Il vertice arriva mentre il quadro internazionale è ancora gravato dagli scenari di guerra, sulla cui evoluzione è tuttora arduo tirare analisi e bilanci, mentre ci si confronta anche con il nuovo e particolarmente assertivo ruolo esercitato dall’amministrazione Usa a trazione Donald Trump. Tali argomenti non mancheranno di figurare nei colloqui all’Ambasciata di Viale delle Belle Arti, specie se confermeranno la loro presenza i ministri Antonio Tajani e Guido Crosetto (quest’ultimo domenica, col collega Giancarlo Giorgetti, era anche in Piazza San Pietro alla messa del Papa per il Giubileo delle Forze armate, di Polizia e di Sicurezza). Su questo fronte, peraltro, il Vaticano non si stanca di richiamare a una linea definita a un livello il più possibile comune negli ambiti multilaterali, sia con riferimento all’Onu che all’Unione Europea.

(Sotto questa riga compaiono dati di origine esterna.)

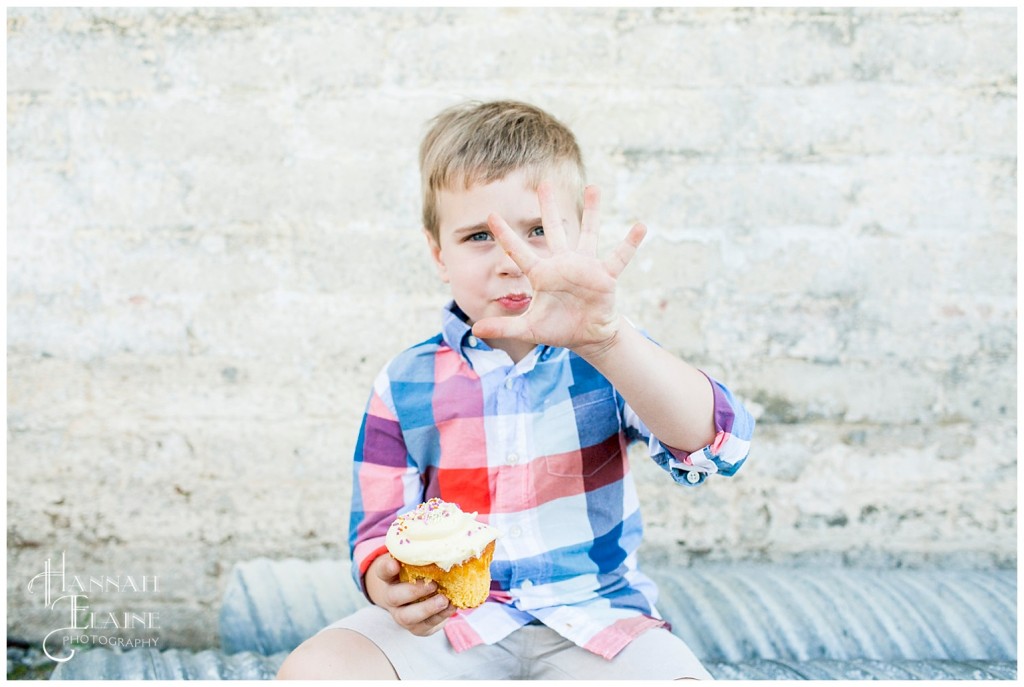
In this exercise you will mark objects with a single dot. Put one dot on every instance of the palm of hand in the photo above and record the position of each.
(573, 302)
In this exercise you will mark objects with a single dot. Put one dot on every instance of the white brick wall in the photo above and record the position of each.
(213, 247)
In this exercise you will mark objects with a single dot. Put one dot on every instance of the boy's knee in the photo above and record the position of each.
(337, 654)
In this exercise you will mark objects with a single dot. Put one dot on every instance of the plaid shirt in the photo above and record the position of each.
(538, 449)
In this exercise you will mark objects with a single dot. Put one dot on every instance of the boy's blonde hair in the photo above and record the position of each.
(476, 142)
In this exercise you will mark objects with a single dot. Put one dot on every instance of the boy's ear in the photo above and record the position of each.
(435, 254)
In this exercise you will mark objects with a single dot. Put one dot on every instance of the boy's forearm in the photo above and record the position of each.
(673, 398)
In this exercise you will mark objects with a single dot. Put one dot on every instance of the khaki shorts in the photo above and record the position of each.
(532, 652)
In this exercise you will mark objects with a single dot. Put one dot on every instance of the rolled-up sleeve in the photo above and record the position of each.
(725, 455)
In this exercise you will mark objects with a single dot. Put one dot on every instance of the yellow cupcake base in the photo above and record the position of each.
(466, 585)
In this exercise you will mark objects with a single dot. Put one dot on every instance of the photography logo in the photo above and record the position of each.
(68, 596)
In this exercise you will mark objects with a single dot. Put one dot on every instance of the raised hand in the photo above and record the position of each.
(573, 300)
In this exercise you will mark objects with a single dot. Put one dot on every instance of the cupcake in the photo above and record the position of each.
(438, 542)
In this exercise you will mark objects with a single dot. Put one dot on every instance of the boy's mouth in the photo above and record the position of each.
(514, 302)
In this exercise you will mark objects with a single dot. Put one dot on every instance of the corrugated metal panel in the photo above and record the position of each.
(175, 664)
(733, 613)
(744, 621)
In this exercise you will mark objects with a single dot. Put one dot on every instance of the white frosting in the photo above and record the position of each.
(437, 532)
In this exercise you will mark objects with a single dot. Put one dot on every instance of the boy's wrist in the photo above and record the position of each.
(597, 352)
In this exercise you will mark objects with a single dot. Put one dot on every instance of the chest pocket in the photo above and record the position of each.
(582, 439)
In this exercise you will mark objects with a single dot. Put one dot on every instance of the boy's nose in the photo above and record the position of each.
(507, 266)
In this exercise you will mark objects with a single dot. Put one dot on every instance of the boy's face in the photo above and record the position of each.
(484, 280)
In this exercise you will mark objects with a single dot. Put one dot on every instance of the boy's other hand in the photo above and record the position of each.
(573, 300)
(416, 606)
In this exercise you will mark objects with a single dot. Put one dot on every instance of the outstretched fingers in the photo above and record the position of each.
(619, 258)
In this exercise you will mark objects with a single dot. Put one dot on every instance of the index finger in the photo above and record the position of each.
(554, 231)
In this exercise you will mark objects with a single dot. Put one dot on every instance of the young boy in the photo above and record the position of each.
(521, 410)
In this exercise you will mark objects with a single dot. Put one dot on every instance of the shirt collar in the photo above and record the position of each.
(458, 334)
(456, 330)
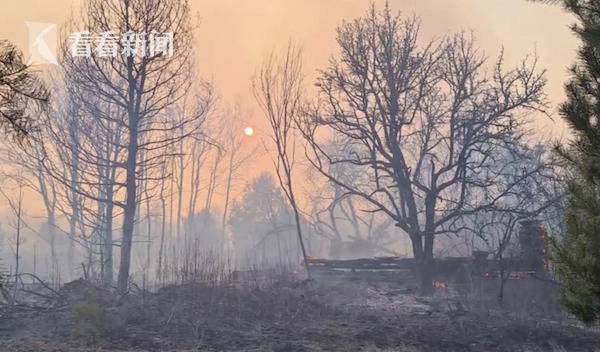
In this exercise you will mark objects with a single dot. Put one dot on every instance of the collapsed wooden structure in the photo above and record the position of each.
(531, 261)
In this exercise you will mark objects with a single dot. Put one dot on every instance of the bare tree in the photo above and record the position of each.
(278, 90)
(141, 85)
(423, 124)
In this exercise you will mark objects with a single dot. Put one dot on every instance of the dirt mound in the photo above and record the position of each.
(285, 317)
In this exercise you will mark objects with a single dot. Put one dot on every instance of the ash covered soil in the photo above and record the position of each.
(283, 317)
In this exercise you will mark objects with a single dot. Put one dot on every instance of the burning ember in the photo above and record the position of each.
(439, 284)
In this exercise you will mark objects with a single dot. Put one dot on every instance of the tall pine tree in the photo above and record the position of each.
(578, 256)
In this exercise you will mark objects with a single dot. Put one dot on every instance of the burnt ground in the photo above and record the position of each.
(284, 317)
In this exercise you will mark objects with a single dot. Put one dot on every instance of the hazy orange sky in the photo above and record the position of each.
(235, 35)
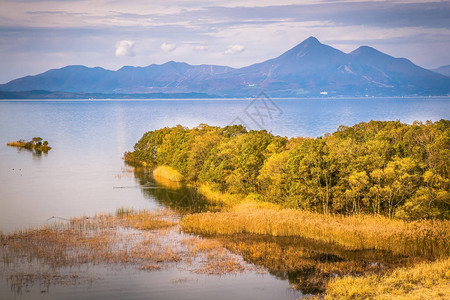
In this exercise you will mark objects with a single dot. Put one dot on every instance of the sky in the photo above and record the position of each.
(38, 35)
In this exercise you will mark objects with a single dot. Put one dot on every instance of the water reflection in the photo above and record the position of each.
(174, 195)
(307, 264)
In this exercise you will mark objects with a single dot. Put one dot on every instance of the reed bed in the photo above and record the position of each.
(142, 239)
(423, 281)
(168, 173)
(427, 238)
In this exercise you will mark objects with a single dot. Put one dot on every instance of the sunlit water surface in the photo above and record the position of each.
(84, 174)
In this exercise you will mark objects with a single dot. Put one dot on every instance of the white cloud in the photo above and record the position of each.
(166, 47)
(201, 48)
(233, 49)
(125, 48)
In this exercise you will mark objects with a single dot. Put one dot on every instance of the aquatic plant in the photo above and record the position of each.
(428, 238)
(168, 173)
(423, 281)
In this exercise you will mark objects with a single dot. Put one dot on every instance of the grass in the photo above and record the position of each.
(427, 238)
(143, 239)
(423, 281)
(308, 264)
(168, 173)
(31, 145)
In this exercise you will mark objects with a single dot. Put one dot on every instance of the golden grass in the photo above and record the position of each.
(143, 239)
(423, 281)
(428, 238)
(168, 173)
(29, 145)
(16, 144)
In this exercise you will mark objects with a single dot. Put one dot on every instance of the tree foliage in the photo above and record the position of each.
(379, 167)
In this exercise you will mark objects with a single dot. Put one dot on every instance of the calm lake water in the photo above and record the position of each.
(84, 174)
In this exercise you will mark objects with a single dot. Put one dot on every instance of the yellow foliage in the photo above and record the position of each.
(423, 281)
(168, 173)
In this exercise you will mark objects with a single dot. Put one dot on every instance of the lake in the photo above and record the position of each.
(84, 173)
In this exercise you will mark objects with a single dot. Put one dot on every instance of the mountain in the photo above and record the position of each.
(308, 69)
(444, 70)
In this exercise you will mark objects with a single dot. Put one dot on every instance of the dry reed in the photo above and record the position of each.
(428, 238)
(143, 239)
(423, 281)
(168, 173)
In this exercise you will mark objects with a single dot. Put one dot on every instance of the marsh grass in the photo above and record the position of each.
(423, 281)
(427, 238)
(309, 264)
(142, 239)
(168, 173)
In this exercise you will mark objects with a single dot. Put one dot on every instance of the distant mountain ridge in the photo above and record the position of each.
(444, 70)
(309, 69)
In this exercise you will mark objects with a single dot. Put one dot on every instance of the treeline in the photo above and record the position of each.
(380, 167)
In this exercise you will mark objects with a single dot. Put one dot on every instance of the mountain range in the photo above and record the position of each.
(309, 69)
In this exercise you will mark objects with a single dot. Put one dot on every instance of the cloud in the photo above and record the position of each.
(201, 48)
(166, 47)
(234, 49)
(125, 48)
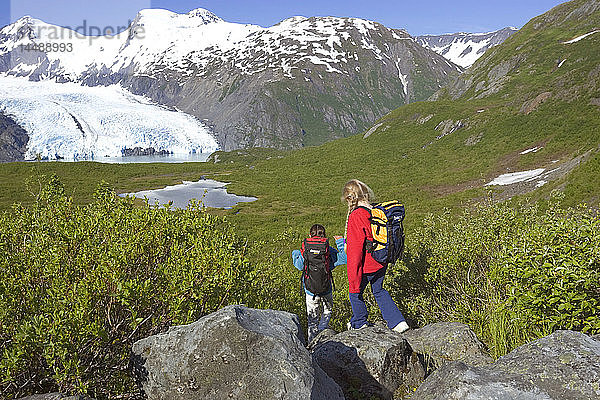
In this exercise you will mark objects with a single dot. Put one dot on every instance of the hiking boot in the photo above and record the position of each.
(401, 327)
(366, 325)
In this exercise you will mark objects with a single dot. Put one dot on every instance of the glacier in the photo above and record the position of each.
(74, 122)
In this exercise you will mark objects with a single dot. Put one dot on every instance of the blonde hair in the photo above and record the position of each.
(354, 192)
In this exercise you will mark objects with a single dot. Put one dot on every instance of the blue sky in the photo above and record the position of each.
(433, 16)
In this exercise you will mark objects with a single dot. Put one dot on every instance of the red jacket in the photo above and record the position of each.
(359, 262)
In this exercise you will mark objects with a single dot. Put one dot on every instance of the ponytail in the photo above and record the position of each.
(354, 192)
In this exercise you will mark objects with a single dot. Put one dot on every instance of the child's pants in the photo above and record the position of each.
(318, 311)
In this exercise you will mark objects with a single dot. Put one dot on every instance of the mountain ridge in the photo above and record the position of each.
(463, 48)
(301, 82)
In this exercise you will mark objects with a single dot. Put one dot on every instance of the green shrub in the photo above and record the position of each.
(513, 273)
(79, 285)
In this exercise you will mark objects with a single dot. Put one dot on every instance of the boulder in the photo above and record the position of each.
(373, 362)
(55, 396)
(234, 353)
(565, 364)
(457, 380)
(443, 342)
(562, 366)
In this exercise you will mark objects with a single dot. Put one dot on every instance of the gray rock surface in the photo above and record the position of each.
(234, 353)
(444, 342)
(13, 140)
(457, 380)
(457, 47)
(371, 362)
(566, 364)
(562, 366)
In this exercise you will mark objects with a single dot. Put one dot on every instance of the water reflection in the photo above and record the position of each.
(212, 194)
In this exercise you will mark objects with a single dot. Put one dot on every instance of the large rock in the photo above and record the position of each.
(444, 342)
(234, 353)
(13, 140)
(457, 380)
(561, 366)
(373, 362)
(566, 364)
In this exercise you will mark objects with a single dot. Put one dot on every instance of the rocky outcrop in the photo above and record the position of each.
(302, 82)
(464, 48)
(243, 353)
(562, 366)
(443, 342)
(13, 140)
(458, 380)
(375, 362)
(234, 353)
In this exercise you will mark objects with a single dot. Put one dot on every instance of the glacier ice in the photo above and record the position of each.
(66, 120)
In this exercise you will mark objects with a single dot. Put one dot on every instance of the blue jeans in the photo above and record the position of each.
(386, 304)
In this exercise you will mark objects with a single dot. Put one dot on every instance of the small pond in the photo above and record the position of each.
(212, 194)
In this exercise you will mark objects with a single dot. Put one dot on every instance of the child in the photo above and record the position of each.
(318, 305)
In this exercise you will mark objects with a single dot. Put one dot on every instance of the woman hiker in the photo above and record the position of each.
(362, 268)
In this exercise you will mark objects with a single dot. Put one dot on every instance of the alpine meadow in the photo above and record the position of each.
(498, 167)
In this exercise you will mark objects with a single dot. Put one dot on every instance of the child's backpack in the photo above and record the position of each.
(317, 271)
(388, 232)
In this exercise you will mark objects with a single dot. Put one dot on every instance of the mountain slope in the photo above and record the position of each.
(446, 153)
(301, 82)
(542, 57)
(13, 140)
(464, 48)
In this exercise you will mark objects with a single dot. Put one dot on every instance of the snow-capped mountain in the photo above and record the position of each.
(300, 82)
(464, 48)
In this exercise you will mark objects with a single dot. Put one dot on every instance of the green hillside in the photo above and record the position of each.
(513, 270)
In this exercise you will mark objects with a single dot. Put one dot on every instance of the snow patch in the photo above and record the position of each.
(515, 177)
(577, 39)
(532, 150)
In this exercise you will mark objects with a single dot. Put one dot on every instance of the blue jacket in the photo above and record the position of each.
(338, 257)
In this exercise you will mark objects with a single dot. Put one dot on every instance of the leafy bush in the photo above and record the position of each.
(78, 285)
(513, 273)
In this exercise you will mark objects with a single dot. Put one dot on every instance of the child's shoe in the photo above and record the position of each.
(401, 327)
(366, 325)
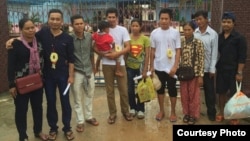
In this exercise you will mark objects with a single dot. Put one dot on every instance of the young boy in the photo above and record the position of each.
(105, 43)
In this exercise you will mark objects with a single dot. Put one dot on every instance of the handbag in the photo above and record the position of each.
(185, 73)
(156, 81)
(237, 106)
(29, 83)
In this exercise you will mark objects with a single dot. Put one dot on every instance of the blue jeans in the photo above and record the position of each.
(21, 109)
(51, 84)
(134, 102)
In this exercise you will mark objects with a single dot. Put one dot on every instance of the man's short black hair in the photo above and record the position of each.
(166, 11)
(228, 15)
(202, 13)
(74, 17)
(55, 11)
(112, 10)
(102, 25)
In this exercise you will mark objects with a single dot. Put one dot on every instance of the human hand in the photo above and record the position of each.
(8, 43)
(211, 75)
(239, 77)
(112, 55)
(13, 92)
(200, 81)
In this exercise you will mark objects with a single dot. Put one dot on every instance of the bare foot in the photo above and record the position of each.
(118, 73)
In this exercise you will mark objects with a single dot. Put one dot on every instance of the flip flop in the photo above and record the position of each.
(80, 128)
(159, 116)
(128, 117)
(42, 136)
(234, 122)
(52, 136)
(92, 121)
(219, 118)
(69, 135)
(111, 119)
(172, 118)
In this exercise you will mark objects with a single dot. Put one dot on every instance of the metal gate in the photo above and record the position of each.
(94, 10)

Passando a temi che riguardano in modo più diretto l’Italia, al centro non può esserci che la gestione del Giubileo, con l’arrivo di pellegrini da tutto il mondo, dopo la stagione preparatoria dei cantieri (ce ne sono di ancora aperti) e di una collaborazione Italia-Vaticano su cui le autorità d’Oltretevere hanno già più volte ringraziato quelle nazionali. E a chi lamenta che l’Anno Santo “non sta andando bene”, ha già risposto l’organizzatore per conto del Papa, monsignor Rino Fisichella, spiegando che finora sono un milione e 300 mila le persone che hanno attraversato la Porta Santa di San Pietro. “Non è un numero esiguo – ha commentato presentando proprio il Giubileo delle Forze Armate -, essendo gennaio e febbraio un periodo in cui Roma è alquanto tranquilla”. Fisichella ha comunque voluto precisare: “I numeri, per chi organizza il Giubileo, non sono il criterio di validità sulla sua riuscita: non sono i numeri che fanno dire ‘il Giubileo è riuscito’. Perché se dovessimo contare i numeri, gli albergatori ci dicono che il Giubileo va male, se sentiamo i ristoratori ci dicono che va benissimo”.